Richard Wiseman książką “59 sekund. Pomyśl chwilę zmień wiele" wygładza wyboistości życia, szorstkość bytu i neutralizuje wewnętrzną gorycz biorącą się z negatywnych emocji czy myśli. Łączy ona w sobie elementy poradnika, kwestionariuszy wspierających autorefleksję oraz badań psychologicznych podających niezbite dowody na skuteczność przytoczonych wskazówek, jak wpłynąć dodatnio na swój dobrostan. Rozdziały są bardzo zróżnicowane tematycznie, toteż stanowią informacyjną podporę dla szerokiego grona czytelników. Wartością książki jest to, co każdy wyniesie z niej dla siebie. W mej pamięci zachowują się ślady w postaci nurtujących, frapujących spostrzeżeń, obserwowalnych prawidłowości, celnych wniosków, przydatnych rad.
Nasze działania napędzane są w dużej mierze chęcią ekspozycji na szczęście. Ważne jest przy tym poczucie sprawczości. Osoby, które mają wrażenie, że panują nad swoim życiem, odnoszą więcej sukcesów niż ci, którzy są pozbawieni wpływu na to, co się z nimi dzieje. Uzasadniona jest również negacja konsumpcjonizmu. Wydawanie pieniędzy na doświadczenia, umiejętności, doznania uszczęśliwia bardziej niż kupowanie rzeczy. Osiąganie szczęścia to zmiany intencjonalne, a nie okolicznościowe, a także stan umysłu scalający optymizm wizualizujący sukces oraz realizm ukazujący potencjalne przeszkody do jego zdobycia.
Dość intrygującym spostrzeżeniem jest to, że wspomnienia z upływem czasu pięknieją, ponieważ pamięć oczyszczona zostaje z negatywnych aspektów przeżytych wydarzeń. Próbując się odnaleźć w tłumie ludzi z zamiarem niewerbalnego namierzenia “samych swoich”, warto sobie przypomnieć, że wiele stron osobowości wyraża się w tym, jak kształtujemy otoczenie.
Pewną część książki psycholog poświęca na interakcje interpersonalne. Roztrząsa kwestię demaskowania kłamcy, a także warunki sprzyjające rozwojowi relacji damsko- męskiej. Omawia dokładnie sposoby chwalenia dzieci, przytaczając zgubne konsekwencje nieumiejętnego zachęcania podopiecznych do działań. Okazuje się, że mówienie dziecku, że ma jakąś cechę, nie rzutuje dobrze na jego psychikę, gdyż skłania do unikania sytuacji stanowiących wyzwanie (strach przed porażką i utratą autorytetu) i odbiera chęci do sprostania trudniejszym wyzwaniom. Z kolei pochwała za postawę, np. przykładanie się do pracy, mobilizuje do podejmowania wysiłku i wytrwałości w rozwiązywaniu zadań.
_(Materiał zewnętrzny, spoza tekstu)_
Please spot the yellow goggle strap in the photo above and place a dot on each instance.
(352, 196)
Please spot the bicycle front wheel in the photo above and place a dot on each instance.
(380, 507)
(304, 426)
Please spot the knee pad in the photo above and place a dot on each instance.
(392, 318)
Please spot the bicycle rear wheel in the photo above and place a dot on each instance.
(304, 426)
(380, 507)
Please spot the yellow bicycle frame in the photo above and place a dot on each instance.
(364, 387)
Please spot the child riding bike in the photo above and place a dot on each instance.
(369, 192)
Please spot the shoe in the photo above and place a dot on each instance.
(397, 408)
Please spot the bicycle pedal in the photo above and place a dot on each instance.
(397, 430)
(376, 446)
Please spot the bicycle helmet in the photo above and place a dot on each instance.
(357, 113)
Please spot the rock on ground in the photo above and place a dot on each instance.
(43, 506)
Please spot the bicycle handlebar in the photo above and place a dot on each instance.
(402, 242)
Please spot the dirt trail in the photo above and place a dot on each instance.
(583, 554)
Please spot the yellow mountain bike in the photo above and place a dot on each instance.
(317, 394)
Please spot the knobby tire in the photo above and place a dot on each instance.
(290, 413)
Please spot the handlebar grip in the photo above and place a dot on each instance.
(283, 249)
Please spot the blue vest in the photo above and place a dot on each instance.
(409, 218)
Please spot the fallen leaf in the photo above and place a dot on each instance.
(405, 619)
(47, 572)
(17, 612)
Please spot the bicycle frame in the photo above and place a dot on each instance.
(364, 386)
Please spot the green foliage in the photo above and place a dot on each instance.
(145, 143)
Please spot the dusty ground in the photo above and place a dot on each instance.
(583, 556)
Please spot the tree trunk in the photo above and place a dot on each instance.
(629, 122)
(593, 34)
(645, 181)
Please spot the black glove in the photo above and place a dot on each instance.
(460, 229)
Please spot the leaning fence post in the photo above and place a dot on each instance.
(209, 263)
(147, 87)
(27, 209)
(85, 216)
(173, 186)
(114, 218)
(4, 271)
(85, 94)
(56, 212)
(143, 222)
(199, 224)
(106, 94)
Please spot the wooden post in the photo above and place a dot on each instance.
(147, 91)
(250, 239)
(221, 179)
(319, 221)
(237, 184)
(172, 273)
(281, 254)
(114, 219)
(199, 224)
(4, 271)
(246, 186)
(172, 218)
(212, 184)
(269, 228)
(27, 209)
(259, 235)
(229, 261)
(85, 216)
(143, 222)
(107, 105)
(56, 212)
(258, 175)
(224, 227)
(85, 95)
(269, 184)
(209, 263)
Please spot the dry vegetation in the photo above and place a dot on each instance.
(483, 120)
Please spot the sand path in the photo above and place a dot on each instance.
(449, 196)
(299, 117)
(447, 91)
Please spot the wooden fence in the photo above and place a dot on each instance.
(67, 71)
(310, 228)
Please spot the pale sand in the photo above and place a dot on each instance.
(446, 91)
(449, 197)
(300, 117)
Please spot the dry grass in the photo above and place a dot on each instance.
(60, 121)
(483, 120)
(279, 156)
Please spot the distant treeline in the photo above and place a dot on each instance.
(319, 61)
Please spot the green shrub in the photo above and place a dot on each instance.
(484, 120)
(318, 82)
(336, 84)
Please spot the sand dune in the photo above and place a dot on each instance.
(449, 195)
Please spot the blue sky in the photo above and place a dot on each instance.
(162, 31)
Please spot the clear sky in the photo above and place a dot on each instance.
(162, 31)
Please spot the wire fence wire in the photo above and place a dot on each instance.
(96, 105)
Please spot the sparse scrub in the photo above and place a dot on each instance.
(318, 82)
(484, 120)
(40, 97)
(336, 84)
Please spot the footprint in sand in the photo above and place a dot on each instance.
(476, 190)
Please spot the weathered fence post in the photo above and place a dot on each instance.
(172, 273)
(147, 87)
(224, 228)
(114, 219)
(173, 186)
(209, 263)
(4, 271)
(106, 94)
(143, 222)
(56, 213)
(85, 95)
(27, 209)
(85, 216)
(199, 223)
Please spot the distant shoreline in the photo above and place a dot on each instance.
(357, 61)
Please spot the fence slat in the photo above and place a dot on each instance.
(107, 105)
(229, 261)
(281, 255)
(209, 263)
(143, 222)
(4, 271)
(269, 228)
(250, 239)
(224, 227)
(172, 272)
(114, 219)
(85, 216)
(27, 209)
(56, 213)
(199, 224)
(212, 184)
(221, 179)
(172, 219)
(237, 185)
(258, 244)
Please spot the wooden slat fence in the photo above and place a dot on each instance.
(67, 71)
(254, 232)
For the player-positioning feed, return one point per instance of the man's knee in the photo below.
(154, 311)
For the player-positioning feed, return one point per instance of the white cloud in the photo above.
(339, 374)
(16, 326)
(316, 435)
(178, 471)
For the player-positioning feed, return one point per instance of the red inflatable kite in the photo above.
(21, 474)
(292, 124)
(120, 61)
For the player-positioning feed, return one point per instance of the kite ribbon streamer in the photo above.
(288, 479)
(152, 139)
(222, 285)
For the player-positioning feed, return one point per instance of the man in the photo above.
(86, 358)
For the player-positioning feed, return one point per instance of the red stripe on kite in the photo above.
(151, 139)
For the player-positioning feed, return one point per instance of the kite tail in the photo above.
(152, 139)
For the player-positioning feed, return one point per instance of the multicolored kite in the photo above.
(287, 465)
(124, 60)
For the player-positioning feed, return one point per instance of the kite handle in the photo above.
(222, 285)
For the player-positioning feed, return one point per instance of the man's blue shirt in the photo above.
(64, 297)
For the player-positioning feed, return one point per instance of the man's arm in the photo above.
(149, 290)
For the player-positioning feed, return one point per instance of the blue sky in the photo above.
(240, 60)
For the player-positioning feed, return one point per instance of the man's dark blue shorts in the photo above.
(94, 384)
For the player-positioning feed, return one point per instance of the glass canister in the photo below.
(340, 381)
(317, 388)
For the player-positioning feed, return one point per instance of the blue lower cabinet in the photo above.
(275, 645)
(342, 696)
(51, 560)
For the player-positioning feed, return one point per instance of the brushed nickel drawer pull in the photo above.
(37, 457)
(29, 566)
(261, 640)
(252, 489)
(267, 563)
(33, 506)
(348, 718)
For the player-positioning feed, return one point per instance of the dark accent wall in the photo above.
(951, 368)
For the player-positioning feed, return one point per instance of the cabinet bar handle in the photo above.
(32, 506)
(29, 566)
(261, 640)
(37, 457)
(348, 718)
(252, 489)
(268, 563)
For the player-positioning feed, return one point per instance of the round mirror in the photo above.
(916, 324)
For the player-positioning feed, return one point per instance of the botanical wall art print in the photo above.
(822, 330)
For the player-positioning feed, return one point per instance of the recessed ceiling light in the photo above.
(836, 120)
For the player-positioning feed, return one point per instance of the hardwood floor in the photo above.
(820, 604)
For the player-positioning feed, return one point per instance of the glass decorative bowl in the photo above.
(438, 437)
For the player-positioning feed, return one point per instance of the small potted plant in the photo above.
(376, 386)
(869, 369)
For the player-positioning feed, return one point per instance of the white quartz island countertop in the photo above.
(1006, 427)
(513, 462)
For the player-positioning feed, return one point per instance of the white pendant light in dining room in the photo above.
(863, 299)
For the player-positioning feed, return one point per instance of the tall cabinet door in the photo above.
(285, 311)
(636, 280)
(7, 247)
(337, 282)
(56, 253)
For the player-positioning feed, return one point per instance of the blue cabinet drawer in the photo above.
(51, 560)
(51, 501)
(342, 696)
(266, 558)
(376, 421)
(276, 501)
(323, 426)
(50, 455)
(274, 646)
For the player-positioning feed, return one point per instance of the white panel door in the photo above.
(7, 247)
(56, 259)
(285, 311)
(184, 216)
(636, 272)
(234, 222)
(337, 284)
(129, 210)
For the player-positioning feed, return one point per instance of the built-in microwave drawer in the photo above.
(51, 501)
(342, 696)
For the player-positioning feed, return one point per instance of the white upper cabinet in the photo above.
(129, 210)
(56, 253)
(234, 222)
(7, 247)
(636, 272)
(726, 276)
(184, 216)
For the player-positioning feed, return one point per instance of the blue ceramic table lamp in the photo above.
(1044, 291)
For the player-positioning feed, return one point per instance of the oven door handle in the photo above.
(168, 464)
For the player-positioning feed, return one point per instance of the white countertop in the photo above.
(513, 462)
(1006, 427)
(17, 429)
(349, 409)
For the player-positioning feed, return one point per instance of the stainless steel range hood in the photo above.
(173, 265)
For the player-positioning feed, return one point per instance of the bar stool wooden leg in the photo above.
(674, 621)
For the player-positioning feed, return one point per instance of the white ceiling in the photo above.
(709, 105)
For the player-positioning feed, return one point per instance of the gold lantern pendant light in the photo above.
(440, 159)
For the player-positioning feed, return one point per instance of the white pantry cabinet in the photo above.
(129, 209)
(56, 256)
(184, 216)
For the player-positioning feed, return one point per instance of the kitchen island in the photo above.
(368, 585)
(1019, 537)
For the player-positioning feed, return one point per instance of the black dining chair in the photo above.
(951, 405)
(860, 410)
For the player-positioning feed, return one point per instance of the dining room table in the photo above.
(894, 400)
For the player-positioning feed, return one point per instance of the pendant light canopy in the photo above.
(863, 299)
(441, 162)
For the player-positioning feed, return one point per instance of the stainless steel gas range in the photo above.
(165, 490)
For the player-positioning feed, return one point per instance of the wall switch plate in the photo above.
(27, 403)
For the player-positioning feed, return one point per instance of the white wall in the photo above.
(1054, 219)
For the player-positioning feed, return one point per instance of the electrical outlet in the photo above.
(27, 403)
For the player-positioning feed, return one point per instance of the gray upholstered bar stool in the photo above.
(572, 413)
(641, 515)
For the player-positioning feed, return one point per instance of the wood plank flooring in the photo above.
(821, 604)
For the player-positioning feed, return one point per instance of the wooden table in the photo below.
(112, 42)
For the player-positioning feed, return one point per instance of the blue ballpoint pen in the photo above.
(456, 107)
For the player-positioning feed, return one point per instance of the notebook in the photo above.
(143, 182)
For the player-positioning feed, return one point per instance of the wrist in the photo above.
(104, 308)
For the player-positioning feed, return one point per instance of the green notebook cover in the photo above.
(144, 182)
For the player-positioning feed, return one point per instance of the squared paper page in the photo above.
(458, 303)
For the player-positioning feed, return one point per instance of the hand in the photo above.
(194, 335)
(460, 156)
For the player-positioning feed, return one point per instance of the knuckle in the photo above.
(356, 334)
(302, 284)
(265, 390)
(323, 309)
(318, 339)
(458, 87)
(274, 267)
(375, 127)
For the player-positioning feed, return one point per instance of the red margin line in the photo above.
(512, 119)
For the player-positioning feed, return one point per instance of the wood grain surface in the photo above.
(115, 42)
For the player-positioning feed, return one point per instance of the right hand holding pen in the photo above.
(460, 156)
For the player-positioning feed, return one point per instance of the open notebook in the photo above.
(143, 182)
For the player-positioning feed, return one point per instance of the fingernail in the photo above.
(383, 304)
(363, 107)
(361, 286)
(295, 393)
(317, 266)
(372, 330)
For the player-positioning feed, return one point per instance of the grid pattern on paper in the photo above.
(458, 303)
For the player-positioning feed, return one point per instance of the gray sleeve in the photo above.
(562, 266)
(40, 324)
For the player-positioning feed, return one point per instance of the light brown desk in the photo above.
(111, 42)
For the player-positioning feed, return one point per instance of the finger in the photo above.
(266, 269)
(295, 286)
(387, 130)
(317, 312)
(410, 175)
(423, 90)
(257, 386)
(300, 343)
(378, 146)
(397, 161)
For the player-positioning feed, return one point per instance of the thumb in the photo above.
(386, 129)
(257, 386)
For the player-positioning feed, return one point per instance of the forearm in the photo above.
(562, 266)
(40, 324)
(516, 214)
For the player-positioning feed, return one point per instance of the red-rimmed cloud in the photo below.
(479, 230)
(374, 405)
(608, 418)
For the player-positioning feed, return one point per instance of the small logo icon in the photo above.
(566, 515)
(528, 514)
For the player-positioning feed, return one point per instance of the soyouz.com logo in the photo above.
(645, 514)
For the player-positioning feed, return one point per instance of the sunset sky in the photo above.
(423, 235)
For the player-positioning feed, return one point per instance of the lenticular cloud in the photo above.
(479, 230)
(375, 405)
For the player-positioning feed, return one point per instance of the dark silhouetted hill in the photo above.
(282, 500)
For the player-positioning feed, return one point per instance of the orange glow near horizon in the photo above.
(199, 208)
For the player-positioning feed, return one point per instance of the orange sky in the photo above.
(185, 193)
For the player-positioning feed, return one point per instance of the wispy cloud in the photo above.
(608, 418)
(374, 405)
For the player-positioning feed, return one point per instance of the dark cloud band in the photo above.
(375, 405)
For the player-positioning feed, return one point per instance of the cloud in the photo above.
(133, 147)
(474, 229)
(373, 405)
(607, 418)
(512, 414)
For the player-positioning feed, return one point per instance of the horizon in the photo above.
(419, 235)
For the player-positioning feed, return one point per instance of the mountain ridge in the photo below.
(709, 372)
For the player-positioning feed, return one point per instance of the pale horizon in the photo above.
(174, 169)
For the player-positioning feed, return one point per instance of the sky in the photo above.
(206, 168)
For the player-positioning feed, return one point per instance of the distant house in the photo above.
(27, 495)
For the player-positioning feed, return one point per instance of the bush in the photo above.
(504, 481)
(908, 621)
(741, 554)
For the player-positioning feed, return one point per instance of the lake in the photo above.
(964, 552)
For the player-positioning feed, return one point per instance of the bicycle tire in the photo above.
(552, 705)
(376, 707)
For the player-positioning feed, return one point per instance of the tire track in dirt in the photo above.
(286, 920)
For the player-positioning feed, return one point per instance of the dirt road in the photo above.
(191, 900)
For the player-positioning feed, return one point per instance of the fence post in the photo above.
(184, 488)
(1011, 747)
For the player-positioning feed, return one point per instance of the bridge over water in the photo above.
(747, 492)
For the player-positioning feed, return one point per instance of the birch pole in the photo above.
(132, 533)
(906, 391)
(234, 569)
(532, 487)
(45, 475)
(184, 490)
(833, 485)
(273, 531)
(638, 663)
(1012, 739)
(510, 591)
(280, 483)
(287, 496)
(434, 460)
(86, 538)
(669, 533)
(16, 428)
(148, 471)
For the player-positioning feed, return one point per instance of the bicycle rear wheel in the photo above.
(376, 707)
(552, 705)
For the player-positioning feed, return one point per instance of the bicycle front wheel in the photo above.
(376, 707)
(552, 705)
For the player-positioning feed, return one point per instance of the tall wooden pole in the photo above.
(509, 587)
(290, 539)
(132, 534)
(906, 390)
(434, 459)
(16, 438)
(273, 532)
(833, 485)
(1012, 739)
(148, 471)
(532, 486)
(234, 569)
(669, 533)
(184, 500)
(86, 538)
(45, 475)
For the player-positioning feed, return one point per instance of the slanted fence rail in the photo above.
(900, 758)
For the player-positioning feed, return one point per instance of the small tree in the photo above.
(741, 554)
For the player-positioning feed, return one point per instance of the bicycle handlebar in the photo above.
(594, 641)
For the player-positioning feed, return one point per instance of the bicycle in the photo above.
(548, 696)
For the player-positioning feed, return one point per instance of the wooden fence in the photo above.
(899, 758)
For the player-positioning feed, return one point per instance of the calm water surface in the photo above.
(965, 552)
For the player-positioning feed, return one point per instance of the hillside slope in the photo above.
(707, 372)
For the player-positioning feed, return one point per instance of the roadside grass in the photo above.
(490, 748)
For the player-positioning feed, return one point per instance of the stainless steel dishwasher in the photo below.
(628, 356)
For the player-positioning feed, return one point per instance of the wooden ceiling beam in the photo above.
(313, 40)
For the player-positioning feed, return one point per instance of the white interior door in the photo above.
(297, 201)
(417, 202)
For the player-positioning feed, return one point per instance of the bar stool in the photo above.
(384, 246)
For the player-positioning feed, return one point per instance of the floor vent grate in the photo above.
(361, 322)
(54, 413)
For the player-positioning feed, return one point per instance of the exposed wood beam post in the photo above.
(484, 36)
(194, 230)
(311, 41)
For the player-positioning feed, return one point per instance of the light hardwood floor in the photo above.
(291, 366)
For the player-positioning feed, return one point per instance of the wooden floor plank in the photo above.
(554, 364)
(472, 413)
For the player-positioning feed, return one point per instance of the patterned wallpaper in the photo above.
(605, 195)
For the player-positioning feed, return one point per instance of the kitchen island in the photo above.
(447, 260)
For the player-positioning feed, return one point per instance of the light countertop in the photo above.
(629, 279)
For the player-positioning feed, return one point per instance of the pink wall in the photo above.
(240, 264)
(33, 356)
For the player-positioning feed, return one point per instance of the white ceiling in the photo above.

Moje osobiste przemyślenia w dużej mierze są tożsame z poglądami Richarda Wisemana oraz przywołanymi konkluzjami. Nie jest to jednak powód wzmagający sympatię do twórczości tego naukowca. Treść wysycona jest informacjami wzbogacającymi świadomość, motywującymi do zmian. “59 sekund. Pomyśl chwilę zmień wiele" okala drogę życiową aurą dominacji sprawczości nad zrządzeniem losu.